Désormais, les projets solaires inférieurs à 500 kWc ne sont plus éligibles au tarif d’achat S21. Une décision délétère pour le secteur agricole, qui voit certains projets de solarisation de toitures pénalisés (lire Quel modèle économique choisir ?).
L’essor de l’agrivoltaïsme
Parmi les solutions pour déployer le photovoltaïque au sol figure l’agrivoltaïsme, qui combine productions agricole et énergétique. Afin d’éviter le développement de projets « alibis », l’agrivoltaïsme a été défini par la loi d’accélération de la production d’énergies renouvelables (APER), promulguée le 10 mars 2023, puis encadré par un décret, publié en avril 2024.

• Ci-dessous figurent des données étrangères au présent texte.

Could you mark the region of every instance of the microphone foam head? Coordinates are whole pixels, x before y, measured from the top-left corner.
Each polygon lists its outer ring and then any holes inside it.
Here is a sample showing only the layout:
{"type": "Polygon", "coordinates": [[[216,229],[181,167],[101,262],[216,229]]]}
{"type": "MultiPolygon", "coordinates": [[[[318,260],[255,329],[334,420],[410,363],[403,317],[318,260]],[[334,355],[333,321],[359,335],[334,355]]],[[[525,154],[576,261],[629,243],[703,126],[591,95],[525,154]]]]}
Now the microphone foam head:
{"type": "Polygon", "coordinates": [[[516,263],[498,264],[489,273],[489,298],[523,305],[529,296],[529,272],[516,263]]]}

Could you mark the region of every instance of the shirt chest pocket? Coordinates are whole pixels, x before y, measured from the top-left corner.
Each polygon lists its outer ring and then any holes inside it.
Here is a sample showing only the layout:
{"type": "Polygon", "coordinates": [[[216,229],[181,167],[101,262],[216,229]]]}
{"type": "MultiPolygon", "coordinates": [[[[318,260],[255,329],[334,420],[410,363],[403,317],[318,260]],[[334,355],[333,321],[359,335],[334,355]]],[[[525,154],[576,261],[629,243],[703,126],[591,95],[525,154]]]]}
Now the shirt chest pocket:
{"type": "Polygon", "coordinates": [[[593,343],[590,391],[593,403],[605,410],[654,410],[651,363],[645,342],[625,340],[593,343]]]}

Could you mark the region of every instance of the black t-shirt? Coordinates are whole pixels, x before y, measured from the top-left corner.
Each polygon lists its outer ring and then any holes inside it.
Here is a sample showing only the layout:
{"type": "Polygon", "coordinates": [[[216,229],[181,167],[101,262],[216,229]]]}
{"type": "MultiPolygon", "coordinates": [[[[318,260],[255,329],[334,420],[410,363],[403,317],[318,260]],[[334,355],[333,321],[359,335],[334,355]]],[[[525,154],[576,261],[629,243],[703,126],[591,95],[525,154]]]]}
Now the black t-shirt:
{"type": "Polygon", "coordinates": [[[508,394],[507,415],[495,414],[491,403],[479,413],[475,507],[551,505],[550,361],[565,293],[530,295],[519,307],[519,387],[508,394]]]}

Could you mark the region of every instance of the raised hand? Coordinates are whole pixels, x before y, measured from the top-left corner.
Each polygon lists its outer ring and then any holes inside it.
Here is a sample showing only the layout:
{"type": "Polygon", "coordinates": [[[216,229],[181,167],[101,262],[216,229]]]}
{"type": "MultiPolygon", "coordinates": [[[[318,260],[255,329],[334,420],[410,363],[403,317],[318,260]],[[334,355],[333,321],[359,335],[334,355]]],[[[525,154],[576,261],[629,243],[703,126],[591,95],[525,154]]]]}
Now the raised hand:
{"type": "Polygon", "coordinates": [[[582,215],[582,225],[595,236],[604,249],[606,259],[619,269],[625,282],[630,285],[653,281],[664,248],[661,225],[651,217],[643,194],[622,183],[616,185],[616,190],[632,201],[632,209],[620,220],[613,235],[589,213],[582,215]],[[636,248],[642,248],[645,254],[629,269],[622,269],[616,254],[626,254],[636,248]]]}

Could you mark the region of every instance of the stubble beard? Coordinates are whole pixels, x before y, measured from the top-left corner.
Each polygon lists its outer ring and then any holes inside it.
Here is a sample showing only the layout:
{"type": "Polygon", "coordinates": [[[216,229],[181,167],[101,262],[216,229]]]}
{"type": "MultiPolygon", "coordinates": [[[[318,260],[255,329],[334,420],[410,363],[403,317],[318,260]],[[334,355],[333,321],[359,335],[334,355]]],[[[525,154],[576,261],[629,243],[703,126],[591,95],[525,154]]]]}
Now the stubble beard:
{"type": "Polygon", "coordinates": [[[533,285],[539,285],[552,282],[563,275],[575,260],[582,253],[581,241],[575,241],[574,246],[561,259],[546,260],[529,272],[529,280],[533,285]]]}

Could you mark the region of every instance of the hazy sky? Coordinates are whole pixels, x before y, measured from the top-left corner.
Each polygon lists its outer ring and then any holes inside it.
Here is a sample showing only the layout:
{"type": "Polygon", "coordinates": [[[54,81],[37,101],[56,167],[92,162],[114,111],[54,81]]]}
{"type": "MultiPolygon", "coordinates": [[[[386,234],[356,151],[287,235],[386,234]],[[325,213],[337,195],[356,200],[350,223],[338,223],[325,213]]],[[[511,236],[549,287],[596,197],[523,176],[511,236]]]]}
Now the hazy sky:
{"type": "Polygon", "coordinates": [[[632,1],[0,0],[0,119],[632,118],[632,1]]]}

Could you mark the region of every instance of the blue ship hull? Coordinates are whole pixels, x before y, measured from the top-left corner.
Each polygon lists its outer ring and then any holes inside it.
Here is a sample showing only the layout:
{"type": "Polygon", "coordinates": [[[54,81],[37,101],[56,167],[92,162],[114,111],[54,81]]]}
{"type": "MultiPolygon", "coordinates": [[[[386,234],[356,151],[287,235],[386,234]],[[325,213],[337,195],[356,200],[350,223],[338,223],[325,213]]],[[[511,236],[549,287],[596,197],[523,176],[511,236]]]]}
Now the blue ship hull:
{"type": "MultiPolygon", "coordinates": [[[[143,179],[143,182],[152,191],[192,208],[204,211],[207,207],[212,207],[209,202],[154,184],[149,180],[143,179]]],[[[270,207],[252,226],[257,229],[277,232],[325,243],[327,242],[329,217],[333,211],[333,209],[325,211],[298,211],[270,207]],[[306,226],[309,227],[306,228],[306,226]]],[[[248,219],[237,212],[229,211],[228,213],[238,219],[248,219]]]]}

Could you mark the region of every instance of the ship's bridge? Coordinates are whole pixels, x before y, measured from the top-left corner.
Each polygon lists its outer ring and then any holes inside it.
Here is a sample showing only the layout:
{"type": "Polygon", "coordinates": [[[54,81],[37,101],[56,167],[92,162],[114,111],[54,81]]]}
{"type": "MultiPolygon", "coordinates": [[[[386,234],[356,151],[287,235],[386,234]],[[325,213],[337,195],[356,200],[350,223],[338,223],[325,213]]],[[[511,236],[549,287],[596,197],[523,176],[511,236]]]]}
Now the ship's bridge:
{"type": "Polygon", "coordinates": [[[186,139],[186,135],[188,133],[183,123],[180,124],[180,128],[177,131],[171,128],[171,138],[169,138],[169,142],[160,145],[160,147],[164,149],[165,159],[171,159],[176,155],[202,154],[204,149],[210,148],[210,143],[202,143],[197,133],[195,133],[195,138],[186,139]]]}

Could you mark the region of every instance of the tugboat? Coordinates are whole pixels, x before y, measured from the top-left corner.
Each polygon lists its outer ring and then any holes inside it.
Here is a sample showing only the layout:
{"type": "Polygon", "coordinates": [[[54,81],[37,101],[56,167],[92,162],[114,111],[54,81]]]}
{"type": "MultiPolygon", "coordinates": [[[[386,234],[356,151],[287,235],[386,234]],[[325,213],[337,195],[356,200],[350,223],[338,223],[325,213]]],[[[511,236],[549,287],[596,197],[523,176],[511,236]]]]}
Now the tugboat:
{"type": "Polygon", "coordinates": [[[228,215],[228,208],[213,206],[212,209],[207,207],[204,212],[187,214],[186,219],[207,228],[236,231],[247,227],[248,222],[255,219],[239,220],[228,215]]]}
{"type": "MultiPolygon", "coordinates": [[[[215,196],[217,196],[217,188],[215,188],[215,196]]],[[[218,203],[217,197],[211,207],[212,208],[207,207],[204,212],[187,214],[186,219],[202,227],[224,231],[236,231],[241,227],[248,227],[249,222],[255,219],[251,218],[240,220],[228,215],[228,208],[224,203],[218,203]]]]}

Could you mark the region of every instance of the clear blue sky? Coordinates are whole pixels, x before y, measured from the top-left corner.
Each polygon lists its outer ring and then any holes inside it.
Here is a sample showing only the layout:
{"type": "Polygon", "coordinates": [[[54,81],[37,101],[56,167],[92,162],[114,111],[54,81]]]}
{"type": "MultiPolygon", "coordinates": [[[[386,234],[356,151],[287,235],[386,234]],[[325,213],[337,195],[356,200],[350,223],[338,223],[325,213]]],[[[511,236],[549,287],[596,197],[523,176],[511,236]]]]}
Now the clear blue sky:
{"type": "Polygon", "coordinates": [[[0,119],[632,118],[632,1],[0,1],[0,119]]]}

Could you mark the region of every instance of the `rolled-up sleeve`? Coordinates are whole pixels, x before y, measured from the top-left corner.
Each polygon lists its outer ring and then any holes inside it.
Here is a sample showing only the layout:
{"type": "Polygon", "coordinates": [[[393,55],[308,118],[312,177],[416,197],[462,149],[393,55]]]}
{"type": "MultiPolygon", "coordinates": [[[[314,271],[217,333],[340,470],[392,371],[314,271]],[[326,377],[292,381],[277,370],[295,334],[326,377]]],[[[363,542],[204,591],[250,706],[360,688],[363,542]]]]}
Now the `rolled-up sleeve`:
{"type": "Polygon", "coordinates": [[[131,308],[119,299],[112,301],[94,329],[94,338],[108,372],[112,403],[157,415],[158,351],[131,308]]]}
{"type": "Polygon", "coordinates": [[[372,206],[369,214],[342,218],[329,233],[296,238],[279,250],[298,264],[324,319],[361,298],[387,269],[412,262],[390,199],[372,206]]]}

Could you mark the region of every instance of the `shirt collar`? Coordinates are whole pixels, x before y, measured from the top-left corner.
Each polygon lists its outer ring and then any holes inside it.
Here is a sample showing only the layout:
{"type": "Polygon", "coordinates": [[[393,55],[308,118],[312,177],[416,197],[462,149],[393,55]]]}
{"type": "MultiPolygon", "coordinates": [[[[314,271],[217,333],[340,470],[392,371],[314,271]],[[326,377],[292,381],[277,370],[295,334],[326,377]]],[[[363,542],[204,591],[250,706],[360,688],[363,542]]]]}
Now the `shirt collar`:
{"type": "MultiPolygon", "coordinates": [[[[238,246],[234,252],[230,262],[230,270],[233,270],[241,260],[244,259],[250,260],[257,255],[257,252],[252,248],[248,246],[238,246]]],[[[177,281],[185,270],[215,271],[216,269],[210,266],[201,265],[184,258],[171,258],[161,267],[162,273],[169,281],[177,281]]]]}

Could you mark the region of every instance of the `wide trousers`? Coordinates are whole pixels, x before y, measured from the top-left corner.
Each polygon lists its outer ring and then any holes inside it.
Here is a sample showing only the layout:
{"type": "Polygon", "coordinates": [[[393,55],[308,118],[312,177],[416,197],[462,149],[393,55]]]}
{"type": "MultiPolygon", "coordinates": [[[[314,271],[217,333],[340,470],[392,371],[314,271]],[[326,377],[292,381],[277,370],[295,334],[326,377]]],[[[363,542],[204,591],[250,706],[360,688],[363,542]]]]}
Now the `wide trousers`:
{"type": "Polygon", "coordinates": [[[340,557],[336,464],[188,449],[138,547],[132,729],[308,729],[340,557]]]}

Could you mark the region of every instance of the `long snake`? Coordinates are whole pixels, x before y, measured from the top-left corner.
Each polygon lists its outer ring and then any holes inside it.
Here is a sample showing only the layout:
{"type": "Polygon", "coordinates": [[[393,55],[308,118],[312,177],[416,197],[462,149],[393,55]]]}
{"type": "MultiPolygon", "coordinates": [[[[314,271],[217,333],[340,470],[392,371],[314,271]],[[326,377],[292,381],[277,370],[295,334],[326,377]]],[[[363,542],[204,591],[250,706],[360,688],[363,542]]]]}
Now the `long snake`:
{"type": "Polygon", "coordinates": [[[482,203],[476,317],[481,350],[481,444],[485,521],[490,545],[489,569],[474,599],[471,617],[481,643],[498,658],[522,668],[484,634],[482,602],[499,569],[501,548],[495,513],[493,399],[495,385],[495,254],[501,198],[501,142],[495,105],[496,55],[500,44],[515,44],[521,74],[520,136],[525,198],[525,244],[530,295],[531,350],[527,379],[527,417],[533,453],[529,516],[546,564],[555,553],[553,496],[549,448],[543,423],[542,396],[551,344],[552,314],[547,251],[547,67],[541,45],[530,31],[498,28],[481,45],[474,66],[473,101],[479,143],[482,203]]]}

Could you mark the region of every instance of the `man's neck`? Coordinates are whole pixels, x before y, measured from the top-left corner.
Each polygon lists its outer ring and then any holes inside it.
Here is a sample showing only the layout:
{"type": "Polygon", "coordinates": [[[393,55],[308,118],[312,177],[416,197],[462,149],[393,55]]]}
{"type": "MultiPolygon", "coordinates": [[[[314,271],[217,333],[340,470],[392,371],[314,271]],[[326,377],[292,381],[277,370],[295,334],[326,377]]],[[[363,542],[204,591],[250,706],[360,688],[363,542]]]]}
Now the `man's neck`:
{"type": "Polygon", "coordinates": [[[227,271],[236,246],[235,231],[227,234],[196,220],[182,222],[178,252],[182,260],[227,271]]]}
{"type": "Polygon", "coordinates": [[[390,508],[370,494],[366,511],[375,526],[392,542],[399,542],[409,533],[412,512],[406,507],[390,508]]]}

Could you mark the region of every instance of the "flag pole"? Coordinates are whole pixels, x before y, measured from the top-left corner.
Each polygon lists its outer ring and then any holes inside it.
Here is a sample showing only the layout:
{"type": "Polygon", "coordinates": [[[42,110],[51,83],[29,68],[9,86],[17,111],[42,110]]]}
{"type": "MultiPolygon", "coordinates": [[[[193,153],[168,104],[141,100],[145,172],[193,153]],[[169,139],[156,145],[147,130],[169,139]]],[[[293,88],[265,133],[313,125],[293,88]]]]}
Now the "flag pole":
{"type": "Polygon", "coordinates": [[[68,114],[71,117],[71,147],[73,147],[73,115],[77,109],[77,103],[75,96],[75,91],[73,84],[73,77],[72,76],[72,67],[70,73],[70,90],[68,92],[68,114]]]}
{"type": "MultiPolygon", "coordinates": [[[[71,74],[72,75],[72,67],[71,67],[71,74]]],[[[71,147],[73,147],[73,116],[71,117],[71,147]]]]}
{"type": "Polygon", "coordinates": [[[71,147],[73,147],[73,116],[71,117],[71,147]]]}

À présent, une installation agrivoltaïque doit apporter à la parcelle agricole au moins l’un des services suivants : amélioration du potentiel et de l’impact agronomiques, adaptation au changement climatique, protection contre les aléas et amélioration du bien-être animal. L’agriculture doit demeurer l’activité principale, la perte de rendement engendrée par le dispositif ne doit pas dépasser les 10 % et le taux de couverture des panneaux est limité à 40 %.
Dans le cadre de la PPE 3, la part allouée à l’agrivoltaïsme parmi les 2,9 GW envisagés avant 2028 reste à affiner. Par la suite, et en fonction de la maturité économique de la filière, ces projets seront soutenus par l’intermédiaire d’appels d’offres, dont la puissance viendra en déduction de celle allouée aux appels d’offres précédents.
Selon notre enquête Agrodistribution-ADquation, sur les 393 agriculteurs interrogés, près d’un sur sept pense installer des panneaux agrivoltaïques d’ici cinq ans. La première motivation concerne le complément de revenu (45 %). Valoriser des terres peu productives (28 %), favoriser le bien-être animal (11 %), produire son énergie en autoconsommation ou protéger ses cultures (6 %) font aussi partie des arguments avancés. La Coopération agricole, aussi, encourage le montage de projets agrivoltaïques et de plus en plus de coopératives se mettent en ordre de marche pour développer de tels projets et ainsi embarquer un maximum de leurs adhérents (lire dernière partie sur l'agrivoltaïsme).